Nesse momento de crise financeira é ainda mais importante falar sobre a importância da organização societária. Afinal, é natural que as empresas precisem passar por algum tipo de alteração ao longo de sua existência, tanto para se adaptar às mudanças do mercado, quanto para se adequar às novas legislações que podem impactar direta ou indiretamente na estrutura societária. Ou até mesmo, para adequar a empresa à vontade dos sócios e as situações que surgem com o tempo, como a pandemia atual.

Nesse contexto, a organização societária é, basicamente, a alteração na estrutura ou composição de uma sociedade. Seu objetivo é que ela se mantenha adequada e atualizada de acordo com os interesses e as necessidades daquele determinado momento.
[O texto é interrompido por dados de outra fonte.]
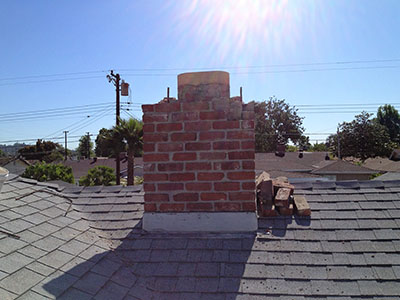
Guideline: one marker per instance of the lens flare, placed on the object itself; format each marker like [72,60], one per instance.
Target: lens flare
[231,28]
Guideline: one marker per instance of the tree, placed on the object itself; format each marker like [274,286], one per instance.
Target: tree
[389,117]
[43,150]
[362,138]
[45,172]
[104,143]
[130,132]
[318,147]
[99,175]
[85,147]
[276,122]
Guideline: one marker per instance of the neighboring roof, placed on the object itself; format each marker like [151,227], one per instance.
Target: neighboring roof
[81,167]
[6,160]
[382,164]
[388,176]
[277,173]
[291,161]
[342,167]
[95,248]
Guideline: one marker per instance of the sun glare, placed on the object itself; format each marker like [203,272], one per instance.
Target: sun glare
[230,27]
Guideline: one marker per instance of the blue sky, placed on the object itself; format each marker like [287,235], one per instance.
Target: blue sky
[150,42]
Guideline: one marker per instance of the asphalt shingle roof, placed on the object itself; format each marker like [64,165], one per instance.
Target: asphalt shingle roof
[87,243]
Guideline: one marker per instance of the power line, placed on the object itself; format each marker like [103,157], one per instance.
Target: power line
[57,109]
[266,66]
[207,68]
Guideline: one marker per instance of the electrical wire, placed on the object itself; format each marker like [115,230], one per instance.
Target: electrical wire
[376,61]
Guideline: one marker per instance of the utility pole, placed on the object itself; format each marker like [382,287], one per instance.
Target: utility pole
[339,156]
[88,145]
[65,146]
[115,79]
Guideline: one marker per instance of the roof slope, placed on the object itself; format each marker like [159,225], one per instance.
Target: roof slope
[342,167]
[382,164]
[349,248]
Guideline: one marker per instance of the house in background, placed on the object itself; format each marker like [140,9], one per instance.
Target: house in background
[81,167]
[341,170]
[15,165]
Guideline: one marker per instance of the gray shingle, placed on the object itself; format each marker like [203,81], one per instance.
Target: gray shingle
[56,259]
[20,281]
[91,283]
[112,291]
[13,262]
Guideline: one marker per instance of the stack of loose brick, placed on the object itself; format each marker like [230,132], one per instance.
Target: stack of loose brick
[199,153]
[275,197]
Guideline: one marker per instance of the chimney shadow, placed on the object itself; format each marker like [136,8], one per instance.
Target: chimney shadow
[159,266]
[277,226]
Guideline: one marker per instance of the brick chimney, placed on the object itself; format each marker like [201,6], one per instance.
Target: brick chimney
[199,159]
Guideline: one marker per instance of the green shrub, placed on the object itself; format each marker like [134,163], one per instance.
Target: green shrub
[100,175]
[45,172]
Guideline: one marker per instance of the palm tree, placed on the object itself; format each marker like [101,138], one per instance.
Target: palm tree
[131,132]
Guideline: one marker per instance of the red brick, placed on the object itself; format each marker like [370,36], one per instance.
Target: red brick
[170,186]
[196,106]
[228,165]
[230,145]
[166,127]
[150,118]
[241,135]
[199,207]
[184,136]
[185,116]
[249,185]
[225,206]
[226,124]
[205,176]
[184,156]
[155,157]
[156,197]
[156,137]
[248,115]
[186,197]
[198,166]
[198,126]
[171,207]
[242,196]
[212,115]
[212,155]
[170,147]
[248,145]
[150,207]
[181,177]
[212,135]
[226,186]
[282,197]
[155,177]
[241,155]
[198,186]
[149,187]
[170,167]
[249,206]
[241,175]
[148,167]
[148,107]
[167,107]
[212,196]
[248,165]
[147,147]
[148,128]
[197,146]
[247,124]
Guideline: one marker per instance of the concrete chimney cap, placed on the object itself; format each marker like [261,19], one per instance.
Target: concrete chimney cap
[198,78]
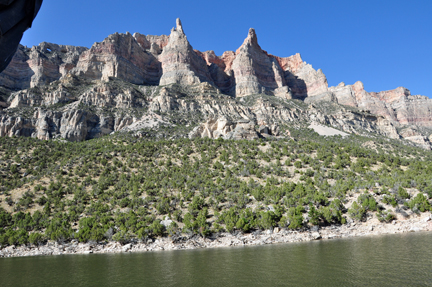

Essa reorganização não serve apenas para aumentar o faturamento ou reduzir gastos, mas também é um instrumento de sobrevivência, visando diminuir os riscos, tanto para a sociedade como para os sócios.

Sem uma estruturação social adequada, o que vemos, na maioria das vezes, é que as regras mais importantes que constam nos contratos sociais sequer foram definidas pelos sócios. Isso acontece, porque o contrato social é aquele genérico e padronizado sugerido pelas Juntas Comerciais, sem levar em conta as particularidades de cada empresa.

Assim, rever as estratégias de acordo com as mudanças percebidas no mercado, observando as necessidades e interesses da sociedade, é um passo fundamental para garantir sua manutenção no mercado. E a estruturação pode ser realizada de diferentes formas, mas, sempre visando beneficiar a empresa. Como, por exemplo, mediante a um planejamento tributário estratégico, fortalecimento de marca, alteração de seu tipo social, proteção do patrimônio e ampliação da área de atuação.

Entre as principais alterações societárias que podem ocorrer estão:

– A incorporação: prevista no artigo 227 da Lei n.º 6.404/76, consiste em uma operação pela qual uma ou mais sociedades são absorvidas por uma terceira, que sucederá todos seus direitos e obrigações.

– A cisão parcial e a cisão total: consiste no processo de divisão de uma empresa. Nesse caso, de acordo com o artigo 229 da Lei das Sociedades Anônimas, uma organização transfere seu patrimônio de forma total ou parcial para outras sociedades empresárias.

– A fusão: prevista no artigo 228 da Lei 6.404/76, essa modalidade se trata da junção de dois ou mais empreendimentos para formar uma nova empresa, que assumirá os direitos, as obrigações e as responsabilidades das sociedades anteriores.

– A Transformação: consiste em uma mudança do tipo societário, ou seja, a mesma pessoa jurídica será submetida a um novo regime adotado. Ele está previsto no artigo 220 da Lei das Sociedades Anônimas e precisa da aprovação unânime dos acionistas e sócios da empresa, salvo, se o contrato social ou estatuto permitir a mudança pela maioria dos votos.

Além das hipóteses mencionadas acima, também pode ocorrer a transformação pela alteração de capital, quadro de sócios, funcionamento ou regime tributário. O processo de reorganização societária depende, portanto, de modificações a serem feitas, com possibilidade diversas, que deverão observar as necessidades da empresa para que se defina o tipo de organização necessária.

Assim, antes de aderir ao processo, é importante refletir sobre o que realmente a empresa necessita e qual a melhor forma de atendê-la. Sempre levando em consideração os objetivos da corporação. Para isso, é necessário estudar todas as possibilidades citadas anteriormente, junto com uma equipe de profissionais capacitados para esse tipo de procedimento, como, por exemplo, uma assessoria jurídica especializada.

 

 *Patricia Bazei – OAB/PR 95.963- Advogada Cível no escritório Motta Santos & Vicentini Advogados Associados.